İlhan atından hızlı bir hamleyle indi ve uzun adımlarla onların yanına vardı. Evra'yı kolundan tuttuğu gibi aşağıya çekti. Mehmet öfkeli yüz ifadesiyle İlhan'a karşı çıkarak, "Bırak onu!" dedi ve aynı şekilde atından indi.
İlhan Evra'yı kolundan çekerek arkasında tuttu. Kemal ve Kadir de yanlarına geldi. Diğer savaşçılarda etraflarında daire şeklinde atlarıyla duruyorlardı. Mehmet çevresine bakındı ve çaresiz bir şekilde sıkıştırıldıklarını kısa sürede anladı. Evra'nın İlhan'ın kollarında kıvranmasına dayanamayarak saldırmaya kalkıştı ama aynı saniyede Kemal ve Kadir tarafından zapt edildi. Kolları güçlü eller tarafından sımsıkı tutulu halde öfke püskürüyordu. "Onu bırak Şahranbolu, başına büyük dert alacaksın!"
İlhan, Mehmet'in aksine çok rahat bir tavırla, "Benim kimseden korkum yok... Sabırsızlıkla Evra'yı almalarını bekleyeceğim.
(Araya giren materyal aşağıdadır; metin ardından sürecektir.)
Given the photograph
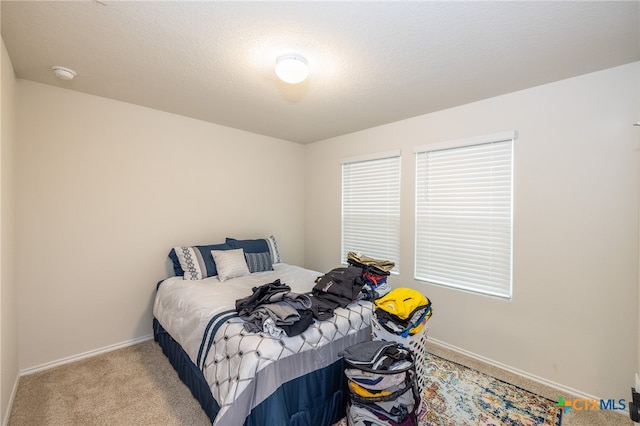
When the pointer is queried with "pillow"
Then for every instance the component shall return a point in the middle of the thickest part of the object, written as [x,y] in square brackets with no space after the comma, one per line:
[257,246]
[196,262]
[230,263]
[258,262]
[273,248]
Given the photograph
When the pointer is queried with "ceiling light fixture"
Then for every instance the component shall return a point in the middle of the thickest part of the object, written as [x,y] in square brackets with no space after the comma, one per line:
[63,73]
[292,69]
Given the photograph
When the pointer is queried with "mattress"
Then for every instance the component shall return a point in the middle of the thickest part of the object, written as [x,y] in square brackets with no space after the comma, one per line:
[246,372]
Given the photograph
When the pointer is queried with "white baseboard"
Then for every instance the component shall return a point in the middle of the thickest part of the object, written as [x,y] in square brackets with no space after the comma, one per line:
[5,421]
[562,389]
[83,355]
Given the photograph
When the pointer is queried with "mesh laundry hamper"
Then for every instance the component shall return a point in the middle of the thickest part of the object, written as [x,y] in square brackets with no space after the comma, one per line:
[417,344]
[382,383]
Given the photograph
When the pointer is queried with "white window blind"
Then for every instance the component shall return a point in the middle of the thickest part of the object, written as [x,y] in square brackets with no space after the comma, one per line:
[371,207]
[464,215]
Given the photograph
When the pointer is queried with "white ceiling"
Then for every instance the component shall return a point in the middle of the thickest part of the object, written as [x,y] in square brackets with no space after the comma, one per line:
[371,62]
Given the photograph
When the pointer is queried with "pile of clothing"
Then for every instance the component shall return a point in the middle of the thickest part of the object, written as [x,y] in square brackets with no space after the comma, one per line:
[274,309]
[337,288]
[403,311]
[364,278]
[374,274]
[381,378]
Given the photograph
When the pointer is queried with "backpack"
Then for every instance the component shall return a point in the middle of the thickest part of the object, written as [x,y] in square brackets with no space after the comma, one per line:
[342,283]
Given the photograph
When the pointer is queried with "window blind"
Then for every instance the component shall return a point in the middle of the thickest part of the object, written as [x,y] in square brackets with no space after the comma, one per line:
[371,208]
[464,215]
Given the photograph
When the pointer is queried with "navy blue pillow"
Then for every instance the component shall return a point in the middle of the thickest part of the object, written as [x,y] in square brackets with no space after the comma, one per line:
[249,246]
[207,258]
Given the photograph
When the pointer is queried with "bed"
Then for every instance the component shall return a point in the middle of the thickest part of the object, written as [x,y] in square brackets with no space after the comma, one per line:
[244,378]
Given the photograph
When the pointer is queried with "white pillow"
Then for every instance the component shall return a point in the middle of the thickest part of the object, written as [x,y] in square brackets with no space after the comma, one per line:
[230,263]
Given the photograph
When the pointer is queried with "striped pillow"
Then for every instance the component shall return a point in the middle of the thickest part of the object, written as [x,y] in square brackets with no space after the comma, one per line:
[259,262]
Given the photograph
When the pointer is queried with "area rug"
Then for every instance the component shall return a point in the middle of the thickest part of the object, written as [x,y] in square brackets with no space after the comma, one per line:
[455,395]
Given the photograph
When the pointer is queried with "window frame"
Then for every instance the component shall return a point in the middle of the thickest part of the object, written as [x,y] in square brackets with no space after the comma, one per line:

Tabii bu sefer sende bizim misafirimiz olacaksın."
"Onu bırak beni al."
İlhan seslice güldü. "Sen onun kadar değerli değilsin."
"Mehmet'i bırakın gitsin, ona ihtiyacınız yok!" Bu sefer konuşan Evra'ydı.
İlhan başını arkasında duran genç kıza çevirdi. "Bu adam için bu kadar endişelendiğine göre senin için çok değerli olmalı?"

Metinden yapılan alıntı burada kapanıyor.